During the election campaign, Donii pledged to reform the SPU into a "patriotic centre-left structure", and he credited the 2004 Ukrainian presidential election, during which the SPU had gathered a greater portion of the vote than the Communist Party of Ukraine for the first time in their history, as placing the party as leaders of the Ukrainian left. He was ultimately not elected, as the SPU won only 33 seats, and returned to work as a political scientist. Following the 2006 Ukrainian political crisis, in which SPU leader Oleksandr Moroz formed an alliance with the Party of Regions, Donii critically compared him to Ivan the Fool.

=== People's Deputy of Ukraine ===
Donii was again a candidate in the 2007 Ukrainian parliamentary election, this time from the Our Ukraine–People's Self-Defense Bloc (NUNS). During the campaign, Donii continued to profess his support for a left-wing Ukrainian nationalist party. He was successfully elected as part of the Civil Movement "People's Self-Defense", which was a member of NUNS, though he was an independent at the time. He was head of the Verkhovna Rada subcommittee on humanitarian education, science, and information.
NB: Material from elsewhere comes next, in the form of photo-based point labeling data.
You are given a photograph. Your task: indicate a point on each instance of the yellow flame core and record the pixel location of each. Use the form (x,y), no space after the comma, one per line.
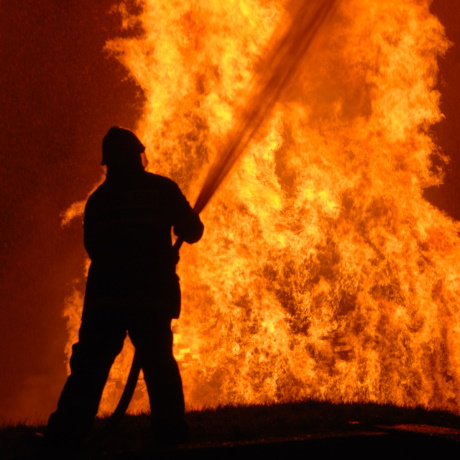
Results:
(323,272)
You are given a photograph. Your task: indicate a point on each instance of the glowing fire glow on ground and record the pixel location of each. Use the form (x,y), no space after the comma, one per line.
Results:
(323,272)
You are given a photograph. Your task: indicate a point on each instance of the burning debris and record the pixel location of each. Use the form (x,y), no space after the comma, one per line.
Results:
(324,272)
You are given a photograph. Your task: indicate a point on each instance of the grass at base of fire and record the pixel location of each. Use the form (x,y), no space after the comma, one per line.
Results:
(274,431)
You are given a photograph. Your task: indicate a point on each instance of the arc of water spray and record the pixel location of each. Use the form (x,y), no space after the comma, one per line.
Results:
(283,58)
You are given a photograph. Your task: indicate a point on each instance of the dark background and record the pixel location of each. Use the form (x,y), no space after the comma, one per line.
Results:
(60,92)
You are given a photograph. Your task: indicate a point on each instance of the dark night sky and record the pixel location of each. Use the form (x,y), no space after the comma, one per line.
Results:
(60,94)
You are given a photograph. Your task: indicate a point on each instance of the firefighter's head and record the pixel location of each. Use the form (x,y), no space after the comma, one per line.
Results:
(121,149)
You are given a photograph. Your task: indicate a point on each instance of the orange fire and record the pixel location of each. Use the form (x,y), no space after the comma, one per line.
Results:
(323,272)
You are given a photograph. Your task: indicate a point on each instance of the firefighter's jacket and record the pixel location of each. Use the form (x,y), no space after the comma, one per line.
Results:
(127,234)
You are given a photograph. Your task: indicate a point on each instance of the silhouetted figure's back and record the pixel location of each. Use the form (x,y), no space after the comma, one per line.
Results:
(132,288)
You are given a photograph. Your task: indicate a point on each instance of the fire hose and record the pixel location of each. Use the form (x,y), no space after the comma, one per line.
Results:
(285,53)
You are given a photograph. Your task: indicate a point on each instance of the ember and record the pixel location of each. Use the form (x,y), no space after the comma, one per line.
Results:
(324,273)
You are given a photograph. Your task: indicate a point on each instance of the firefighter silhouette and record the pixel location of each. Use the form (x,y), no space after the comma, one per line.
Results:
(132,288)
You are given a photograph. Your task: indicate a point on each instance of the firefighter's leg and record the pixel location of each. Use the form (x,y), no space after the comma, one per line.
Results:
(153,340)
(101,338)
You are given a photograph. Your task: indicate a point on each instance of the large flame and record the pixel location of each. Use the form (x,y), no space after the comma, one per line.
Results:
(323,272)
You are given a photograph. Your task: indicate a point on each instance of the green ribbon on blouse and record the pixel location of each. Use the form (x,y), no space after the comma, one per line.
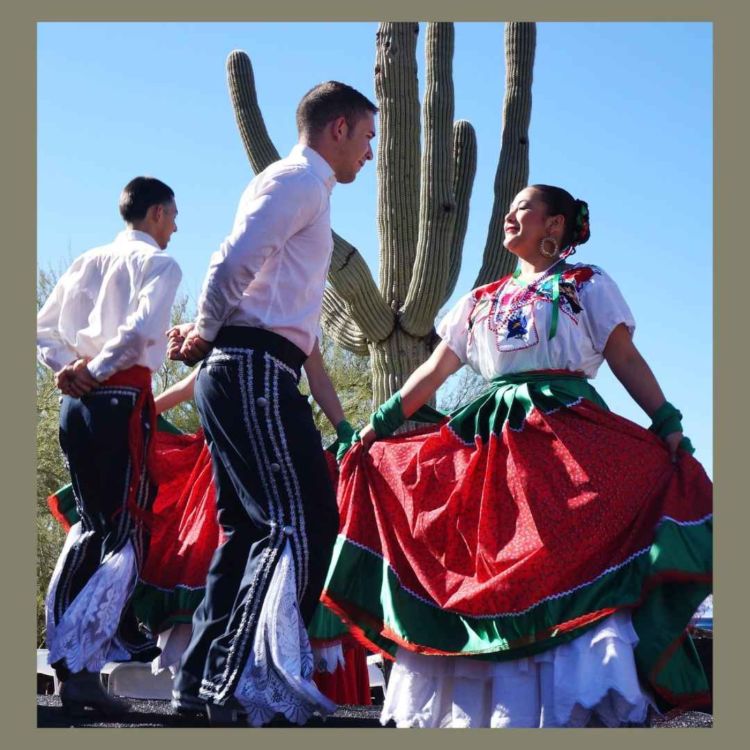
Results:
(555,301)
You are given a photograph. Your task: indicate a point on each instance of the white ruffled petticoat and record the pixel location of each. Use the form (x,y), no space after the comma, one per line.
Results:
(172,643)
(85,635)
(594,674)
(278,675)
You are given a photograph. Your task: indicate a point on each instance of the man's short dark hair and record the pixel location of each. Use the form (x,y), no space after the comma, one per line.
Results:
(140,194)
(326,102)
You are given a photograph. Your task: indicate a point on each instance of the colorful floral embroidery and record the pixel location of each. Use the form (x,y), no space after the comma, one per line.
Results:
(517,326)
(508,307)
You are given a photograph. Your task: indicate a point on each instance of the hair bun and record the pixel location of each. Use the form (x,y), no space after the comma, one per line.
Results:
(582,231)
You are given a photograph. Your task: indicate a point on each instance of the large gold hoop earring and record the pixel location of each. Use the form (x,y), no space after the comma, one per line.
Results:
(547,253)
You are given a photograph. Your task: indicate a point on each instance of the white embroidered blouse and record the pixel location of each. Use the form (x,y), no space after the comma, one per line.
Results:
(504,327)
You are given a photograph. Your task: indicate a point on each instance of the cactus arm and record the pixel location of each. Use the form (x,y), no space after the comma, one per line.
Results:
(513,168)
(437,204)
(352,281)
(396,88)
(338,323)
(465,161)
(260,149)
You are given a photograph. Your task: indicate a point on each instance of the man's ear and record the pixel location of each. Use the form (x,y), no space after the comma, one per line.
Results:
(154,212)
(339,128)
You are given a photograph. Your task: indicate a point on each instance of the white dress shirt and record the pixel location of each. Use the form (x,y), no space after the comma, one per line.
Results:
(270,272)
(112,305)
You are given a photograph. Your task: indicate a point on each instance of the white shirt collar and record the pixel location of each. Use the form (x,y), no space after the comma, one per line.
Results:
(136,234)
(319,165)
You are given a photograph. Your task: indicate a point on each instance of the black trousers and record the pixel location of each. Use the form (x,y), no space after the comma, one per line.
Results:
(94,439)
(272,485)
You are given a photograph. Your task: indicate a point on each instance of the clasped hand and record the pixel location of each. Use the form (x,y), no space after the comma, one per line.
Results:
(185,345)
(75,379)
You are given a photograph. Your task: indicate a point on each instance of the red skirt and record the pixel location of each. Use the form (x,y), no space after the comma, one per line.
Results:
(527,517)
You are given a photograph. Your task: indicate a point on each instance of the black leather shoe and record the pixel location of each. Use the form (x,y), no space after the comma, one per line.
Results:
(227,715)
(84,690)
(188,705)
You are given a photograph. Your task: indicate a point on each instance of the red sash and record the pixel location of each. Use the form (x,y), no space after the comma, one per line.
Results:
(138,377)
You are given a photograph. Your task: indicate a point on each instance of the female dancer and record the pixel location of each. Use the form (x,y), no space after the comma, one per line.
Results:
(534,560)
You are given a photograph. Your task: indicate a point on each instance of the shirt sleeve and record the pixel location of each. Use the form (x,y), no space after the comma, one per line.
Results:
(604,308)
(51,349)
(278,210)
(147,324)
(453,329)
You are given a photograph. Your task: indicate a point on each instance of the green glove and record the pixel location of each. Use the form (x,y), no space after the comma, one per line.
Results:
(388,417)
(345,434)
(668,419)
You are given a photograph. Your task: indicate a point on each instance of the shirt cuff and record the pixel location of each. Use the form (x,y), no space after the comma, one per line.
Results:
(98,370)
(207,329)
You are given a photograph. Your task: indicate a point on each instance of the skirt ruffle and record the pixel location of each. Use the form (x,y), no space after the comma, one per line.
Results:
(592,676)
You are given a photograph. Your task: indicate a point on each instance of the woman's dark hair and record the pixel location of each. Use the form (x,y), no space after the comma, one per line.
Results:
(326,102)
(140,194)
(574,211)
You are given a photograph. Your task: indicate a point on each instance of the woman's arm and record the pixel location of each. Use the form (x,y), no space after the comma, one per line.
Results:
(421,385)
(321,387)
(632,370)
(177,393)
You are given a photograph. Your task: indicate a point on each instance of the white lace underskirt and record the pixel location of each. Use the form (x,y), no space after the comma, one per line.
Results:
(172,643)
(85,635)
(278,675)
(593,674)
(329,658)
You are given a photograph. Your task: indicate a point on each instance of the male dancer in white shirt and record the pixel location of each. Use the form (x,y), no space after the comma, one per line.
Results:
(102,330)
(259,317)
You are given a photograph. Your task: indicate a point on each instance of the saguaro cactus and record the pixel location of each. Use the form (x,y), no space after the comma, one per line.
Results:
(423,204)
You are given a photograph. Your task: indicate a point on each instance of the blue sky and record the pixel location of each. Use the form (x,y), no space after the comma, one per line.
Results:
(621,117)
Donii expressed support for the establishment of NUNS as an ideological party, rather than one based around the personal appeal of President Viktor Yushchenko. He called for members of the bloc who were ideologically close to the Party of Regions to be expelled, and additionally criticised the government for favouring Ivan Plyushch as the bloc's candidate for Chairman of the Verkhovna Rada rather than Vyacheslav Kyrylenko.

Donii was re-elected as a People's Deputy during the 2012 Ukrainian parliamentary election. He was elected in Ukraine's 88th electoral district (located in and around Kolomyia, Ivano-Frankivsk Oblast) as an independent candidate with 43.95% of the vote, defeating six other candidates. He partook in Euromaidan and described himself as affiliated with more radical activists who were suspicious of Petro Poroshenko, saying "people died [during Euromaidan] so that Roshen could open a new store".

==== Kharkiv Pact beating ====
During a vote on the 2010 Kharkiv Pact in the Verkhovna Rada, a significant fight broke out between deputies of NUNS and the Party of Regions. During the fight, Donii was beaten by six Party of Regions deputies. He was hospitalised following the beating, and he demanded that NUNS file a lawsuit against the Party of Regions for assault. NUNS ultimately did not file a lawsuit, something Donii credited in 2021 to a lack of willpower on the bloc's behalf to actually fight the Party of Regions.

=== Post-People's Deputy career ===
During the 2014 Ukrainian parliamentary election Donii again ran in the 88th electoral district, but he was defeated by People's Front candidate Yurii Tymoshenko, who won 29.32% of the vote compared to Donii's 16.00%.

In 2024 Donii criticised President Volodymyr Zelenskyy for having denied that Russia was planning to invade Ukraine, and additionally claimed that Western nations were preparing to surrender Ukrainian territory to Russia, basing his argument on the evacuation of embassies from Kyiv.